On Tue, Jul 26, 2016 at 11:14:52AM +0200, Eric Dumazet wrote:
>On Tue, 2016-07-26 at 11:50 +0800, Fengguang Wu wrote:
>> Greetings,
>>
>> This BUG message can be found in recent kernels as well as v4.4 and
>> linux-stable. It happens when running
>>
>> modprobe netconsole netconsole=@/,$port@$server/
>>
>> [ 39.937534] 22 Jul 13:30:40 ntpdate[440]: step time server 192.168.1.1 offset -673.833841 sec
>> [ 39.943285] netpoll: netconsole: local port 6665
>> [ 39.943436] netpoll: netconsole: local IPv4 address 0.0.0.0
>> [ 39.943609] netpoll: netconsole: interface 'eth0'
>> [ 39.943756] netpoll: netconsole: remote port 6672
>> [ 39.943913] netpoll: netconsole: remote IPv4 address 192.168.1.1
>> [ 39.944099] netpoll: netconsole: remote ethernet address ff:ff:ff:ff:ff:ff
>> [ 39.944311] netpoll: netconsole: local IP 192.168.1.193
>> [ 39.944514] BUG: sleeping function called from invalid context at kernel/irq/manage.c:110
>> [ 39.944515] in_atomic(): 1, irqs_disabled(): 1, pid: 448, name: modprobe
>> [ 39.944517] CPU: 6 PID: 448 Comm: modprobe Not tainted 4.7.0-rc7-wt-ath-10122-gf9b5ec2 #102
>> [ 39.944518] Hardware name: /DZ77BH-55K, BIOS BHZ7710H.86A.0097.2012.1228.1346 12/28/2012
>> [ 39.944522] 0000000000000000 ffffc90001f2f9e8 ffffffff813417d9 ffff88007faba5c0
>> [ 39.944524] 000000000000006e ffffc90001f2fa00 ffffffff810aec03 ffffffff81a25948
>> [ 39.944525] ffffc90001f2fa28 ffffffff810aec9a ffff8803e5bd9400 ffff8803e50fbd68
>> [ 39.944526] Call Trace:
>> [ 39.944533] [<ffffffff813417d9>] dump_stack+0x63/0x8a
>> [ 39.944536] [<ffffffff810aec03>] ___might_sleep+0xd3/0x120
>> [ 39.944537] [<ffffffff810aec9a>] __might_sleep+0x4a/0x80
>> [ 39.944541] [<ffffffff810e4638>] synchronize_irq+0x38/0xa0
>> [ 39.944543] [<ffffffff810e3c8e>] ? __irq_put_desc_unlock+0x1e/0x40
>> [ 39.944545] [<ffffffff810e48e3>] ? __disable_irq_nosync+0x43/0x60
>> [ 39.944547] [<ffffffff810e492c>] disable_irq+0x1c/0x20
>> [ 39.944559] [<ffffffffa0220932>] e1000_netpoll+0xf2/0x120 [e1000e]

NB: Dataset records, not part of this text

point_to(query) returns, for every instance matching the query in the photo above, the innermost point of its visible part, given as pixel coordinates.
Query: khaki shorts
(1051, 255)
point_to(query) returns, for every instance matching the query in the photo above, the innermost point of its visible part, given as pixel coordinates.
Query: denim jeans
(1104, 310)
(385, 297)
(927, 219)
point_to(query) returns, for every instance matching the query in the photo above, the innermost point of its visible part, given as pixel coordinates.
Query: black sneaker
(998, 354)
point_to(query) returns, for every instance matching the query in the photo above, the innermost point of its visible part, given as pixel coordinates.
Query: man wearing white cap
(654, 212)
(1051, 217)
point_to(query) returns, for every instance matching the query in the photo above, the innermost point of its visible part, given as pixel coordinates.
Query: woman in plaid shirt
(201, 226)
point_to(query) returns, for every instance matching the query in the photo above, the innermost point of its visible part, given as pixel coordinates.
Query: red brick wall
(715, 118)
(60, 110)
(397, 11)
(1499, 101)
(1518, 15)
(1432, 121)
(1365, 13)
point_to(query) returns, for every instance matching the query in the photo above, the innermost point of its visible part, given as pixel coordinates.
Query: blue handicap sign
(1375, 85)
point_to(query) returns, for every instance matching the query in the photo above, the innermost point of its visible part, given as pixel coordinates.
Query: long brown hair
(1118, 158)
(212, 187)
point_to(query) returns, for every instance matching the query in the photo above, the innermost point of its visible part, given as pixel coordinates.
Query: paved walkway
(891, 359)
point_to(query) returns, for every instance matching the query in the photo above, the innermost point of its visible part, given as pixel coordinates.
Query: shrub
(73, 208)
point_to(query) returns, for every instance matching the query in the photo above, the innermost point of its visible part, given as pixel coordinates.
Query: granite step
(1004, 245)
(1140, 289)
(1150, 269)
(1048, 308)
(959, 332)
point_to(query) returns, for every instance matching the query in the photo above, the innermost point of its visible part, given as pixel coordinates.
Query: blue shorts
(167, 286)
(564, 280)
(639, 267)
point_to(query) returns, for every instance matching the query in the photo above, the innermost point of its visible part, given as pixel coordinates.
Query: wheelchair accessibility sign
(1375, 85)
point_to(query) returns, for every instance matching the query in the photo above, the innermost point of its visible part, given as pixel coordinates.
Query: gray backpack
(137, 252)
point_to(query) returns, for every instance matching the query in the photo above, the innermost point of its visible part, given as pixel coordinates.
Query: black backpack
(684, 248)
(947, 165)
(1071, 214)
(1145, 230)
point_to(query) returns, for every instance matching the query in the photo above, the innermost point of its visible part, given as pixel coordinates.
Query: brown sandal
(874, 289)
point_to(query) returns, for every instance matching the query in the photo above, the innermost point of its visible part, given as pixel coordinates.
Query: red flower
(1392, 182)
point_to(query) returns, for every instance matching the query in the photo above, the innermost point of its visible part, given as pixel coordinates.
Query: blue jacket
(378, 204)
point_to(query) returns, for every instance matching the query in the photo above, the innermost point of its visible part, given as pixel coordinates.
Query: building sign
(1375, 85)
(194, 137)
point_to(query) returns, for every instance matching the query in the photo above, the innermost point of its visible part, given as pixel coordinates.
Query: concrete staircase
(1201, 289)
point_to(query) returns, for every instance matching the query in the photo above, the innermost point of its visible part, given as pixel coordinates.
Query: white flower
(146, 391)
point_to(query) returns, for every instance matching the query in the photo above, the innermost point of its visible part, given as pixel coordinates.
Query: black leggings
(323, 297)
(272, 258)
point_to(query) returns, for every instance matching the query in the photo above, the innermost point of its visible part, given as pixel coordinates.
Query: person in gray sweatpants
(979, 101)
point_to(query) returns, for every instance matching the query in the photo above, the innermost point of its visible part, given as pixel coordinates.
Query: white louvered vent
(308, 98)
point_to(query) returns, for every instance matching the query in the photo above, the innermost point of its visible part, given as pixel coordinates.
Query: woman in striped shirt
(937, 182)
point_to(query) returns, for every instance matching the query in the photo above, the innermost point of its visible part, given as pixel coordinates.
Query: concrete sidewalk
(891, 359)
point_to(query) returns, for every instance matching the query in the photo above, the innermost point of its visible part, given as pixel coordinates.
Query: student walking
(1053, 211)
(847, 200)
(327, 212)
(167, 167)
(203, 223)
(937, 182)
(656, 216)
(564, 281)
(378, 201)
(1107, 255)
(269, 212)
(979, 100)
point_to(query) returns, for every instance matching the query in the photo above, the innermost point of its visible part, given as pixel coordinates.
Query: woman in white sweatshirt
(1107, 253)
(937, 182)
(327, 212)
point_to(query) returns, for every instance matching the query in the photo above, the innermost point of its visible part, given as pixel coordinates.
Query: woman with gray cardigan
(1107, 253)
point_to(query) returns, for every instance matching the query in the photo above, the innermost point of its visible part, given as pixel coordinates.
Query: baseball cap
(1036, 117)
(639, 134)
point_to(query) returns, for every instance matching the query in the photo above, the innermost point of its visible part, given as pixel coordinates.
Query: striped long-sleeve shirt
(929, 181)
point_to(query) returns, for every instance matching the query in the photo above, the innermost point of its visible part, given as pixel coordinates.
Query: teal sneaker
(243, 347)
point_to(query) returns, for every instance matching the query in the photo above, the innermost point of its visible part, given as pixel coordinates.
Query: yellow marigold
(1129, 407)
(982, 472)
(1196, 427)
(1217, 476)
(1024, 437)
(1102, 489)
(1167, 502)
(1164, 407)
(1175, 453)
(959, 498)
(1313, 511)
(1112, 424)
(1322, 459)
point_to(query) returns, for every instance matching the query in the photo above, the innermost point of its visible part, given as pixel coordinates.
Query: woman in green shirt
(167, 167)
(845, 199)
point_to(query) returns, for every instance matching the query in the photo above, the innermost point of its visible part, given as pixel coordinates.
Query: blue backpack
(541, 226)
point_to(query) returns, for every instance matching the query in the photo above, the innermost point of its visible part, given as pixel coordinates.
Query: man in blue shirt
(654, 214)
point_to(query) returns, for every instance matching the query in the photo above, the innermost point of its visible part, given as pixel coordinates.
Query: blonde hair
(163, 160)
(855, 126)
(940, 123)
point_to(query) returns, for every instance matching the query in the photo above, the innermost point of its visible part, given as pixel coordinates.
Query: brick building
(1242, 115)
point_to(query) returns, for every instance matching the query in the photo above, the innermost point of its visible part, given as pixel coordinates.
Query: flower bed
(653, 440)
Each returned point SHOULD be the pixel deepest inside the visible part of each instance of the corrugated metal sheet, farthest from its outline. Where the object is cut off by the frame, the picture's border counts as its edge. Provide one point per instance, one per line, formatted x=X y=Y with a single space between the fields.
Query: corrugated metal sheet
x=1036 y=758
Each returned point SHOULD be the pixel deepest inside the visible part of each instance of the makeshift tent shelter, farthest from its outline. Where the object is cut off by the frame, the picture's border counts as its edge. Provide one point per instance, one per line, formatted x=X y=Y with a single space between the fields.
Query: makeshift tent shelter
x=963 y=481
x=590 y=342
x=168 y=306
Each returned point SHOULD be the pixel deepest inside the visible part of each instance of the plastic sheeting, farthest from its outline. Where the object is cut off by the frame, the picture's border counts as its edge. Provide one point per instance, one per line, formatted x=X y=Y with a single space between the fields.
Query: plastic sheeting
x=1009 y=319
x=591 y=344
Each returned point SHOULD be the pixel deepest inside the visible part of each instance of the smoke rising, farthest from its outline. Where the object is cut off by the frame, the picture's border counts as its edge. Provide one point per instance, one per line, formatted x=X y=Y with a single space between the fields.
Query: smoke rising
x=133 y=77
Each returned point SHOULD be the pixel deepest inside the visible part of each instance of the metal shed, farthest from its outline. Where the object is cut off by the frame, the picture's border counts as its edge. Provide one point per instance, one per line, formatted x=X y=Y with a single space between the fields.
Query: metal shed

>> [ 39.944563] [<ffffffff815f2bdc>] netpoll_poll_dev+0x5c/0x1a0
>> [ 39.944567] [<ffffffff815bb361>] ? __kmalloc_reserve+0x31/0x90
>> [ 39.944569] [<ffffffff815f2e8b>] netpoll_send_skb_on_dev+0x16b/0x250
>> [ 39.944572] [<ffffffff815f325c>] netpoll_send_udp+0x2ec/0x450
>> [ 39.944576] [<ffffffffa003cb62>] write_msg+0xb2/0xf0 [netconsole]
>> [ 39.944578] [<ffffffff810e04e5>] call_console_drivers+0x115/0x120
>> [ 39.944580] [<ffffffff810e1f13>] console_unlock+0x333/0x5c0
>> [ 39.944583] [<ffffffff810e2c74>] register_console+0x1c4/0x380
>> [ 39.944586] [<ffffffffa004f1c5>] init_netconsole+0x1c5/0x1000 [netconsole]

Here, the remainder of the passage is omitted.